More than half (56 per cent) of the UK’s small- and medium-sized enterprises (SMEs) had to take out a loan during the pandemic, either to pay for their overheads or to pay wages.
Furthermore, 68 per cent of SMEs have had their cash flow negatively impacted by the pandemic, with 23 per cent saying that they have been hit “very negatively”.
According to a new survey from fintech SME lender CapitalBox, 42 per cent of SMEs feel that the government has provided “sufficient” support. 55 per cent of SMEs applied for the government furlough scheme, while 36 per cent received tax relief and 43 per cent leant on government loans.
Across Europe, the hospitality and leisure sector has been particularly affected, with 34 per cent of SMEs in this space saying that they have been “very negatively” impacted since the start of Covid-19.

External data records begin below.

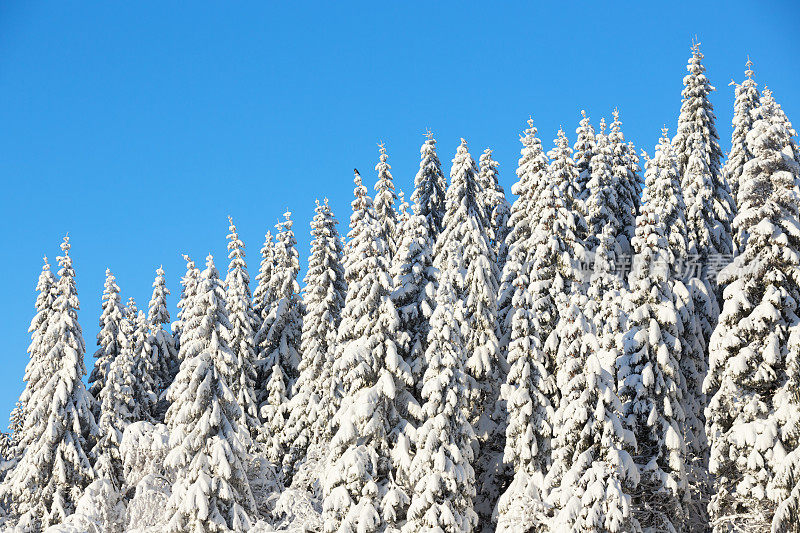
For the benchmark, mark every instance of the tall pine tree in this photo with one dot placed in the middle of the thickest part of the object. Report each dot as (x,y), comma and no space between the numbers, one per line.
(55,465)
(361,490)
(242,318)
(209,442)
(108,338)
(324,293)
(709,207)
(430,186)
(752,368)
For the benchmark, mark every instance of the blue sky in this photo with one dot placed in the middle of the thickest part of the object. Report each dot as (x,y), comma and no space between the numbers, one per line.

“I am pleased to see that the majority of small and medium businesses across Europe feel that they have been sufficiently supported by their governments during one of the hardest times we have had to face,” said Scott Donnelly, chief executive of CapitalBox.
“We have seen an exponential rise in household saving during the pandemic due to closures of pubs, restaurants and shops which has in turn had a huge impact on small businesses that need our help to survive. They need the consistency of income and footfall.
“However, what I love about small businesses is that they truly thrive in times of disruption and crisis. They have the ability to be flexible, the power to adjust their way of working to meet the needs of consumers. Governments must make sure though that they have access to immediate cash to avoid a gap that could damage their business – whether that is through loan schemes or working with alternative lenders outside of the retail space, is essential.
“SMEs are confident in the year to come, and so am I.”